Last year, the Trident High School student says he failed most of his exams. This year it’s all changed. Mr Opperman says he won’t be part of the growing number of unemployed teenagers in New Zealand, thanks to his placement on the automotive mechanics course at the Eastern Bay of Plenty Trades Academy.
Opened in February, the academy provides an opportunity for high school students to learn a trade through the Waiariki Institute of Technology – while staying enrolled at school.
The programme involves seven schools from across the Eastern Bay, and sees 105 students participating in seven different courses from agriculture to professional cookery.
Students finish high school with both NCEA credits and a national qualification in their chosen trade.
Mr Opperman says the academy has given him a new desire to stay at school and enter the workforce as soon as possible.
“All schools should have something like this. We get to practise doing what we love and get the proper training too,” he says. 
A report released by the New Zealand Institute last week showed New Zealand has the highest youth unemployment in the OECD.
Trident High School principal Peter Tootell says the academy will definitely decrease the number of local students leaving school and going on the benefit.
“We are aware there are students across the Eastern Bay who have left to become couch potatoes, but this will mean they’re incredibly employable.

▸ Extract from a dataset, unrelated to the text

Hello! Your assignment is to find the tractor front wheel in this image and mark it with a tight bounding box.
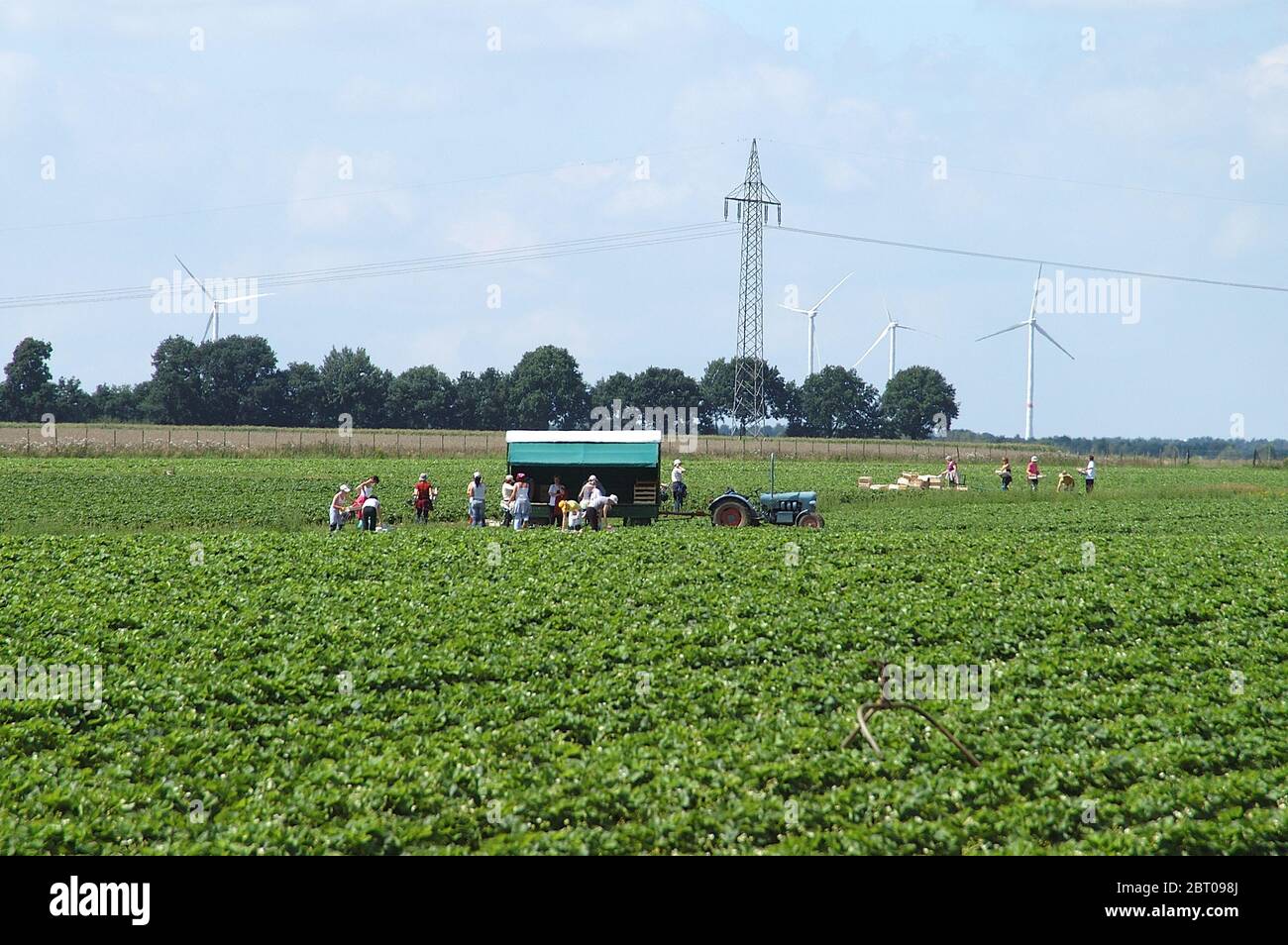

“Previously we found we’d been sending kids off to work and they either weren’t ready or spent three months there only to decide that it wasn’t for them.
“Employers would come back saying: ‘Sorry you just don’t have the right attitude or the right work ethic’ and the students would be saying: ‘I don’t want to do this.’
Mr Tootell also said the programme has been successful in bringing at-risk kids back into the school system.
“We’ve had kids that have had extreme problems that have suddenly turned around. It’s really opened everybody’s eyes as to the potential of these students.”
Waiariki development manager Rosemary Johnson says the hands-on training at the academy has seen a change in students’ performance at school.
“We’ve definitely seen a huge change in attitude.
“Our mid-year reports came out in July and we saw a lot of really positive comments.
“The thing is that the students are really highly motivated because they’re doing something they actually want to do.”
Mr Opperman says he is surprised that his marks have improved, even in academic subjects.
“My maths has improved heaps because I know I’m going to need it.
“You don’t know you’ve gotten better till you see your grades, and then you get a bit of a shock.”
With all seven courses at full capacity, Mr Tootell says the academy is looking to introduce hairdressing and nursing next year.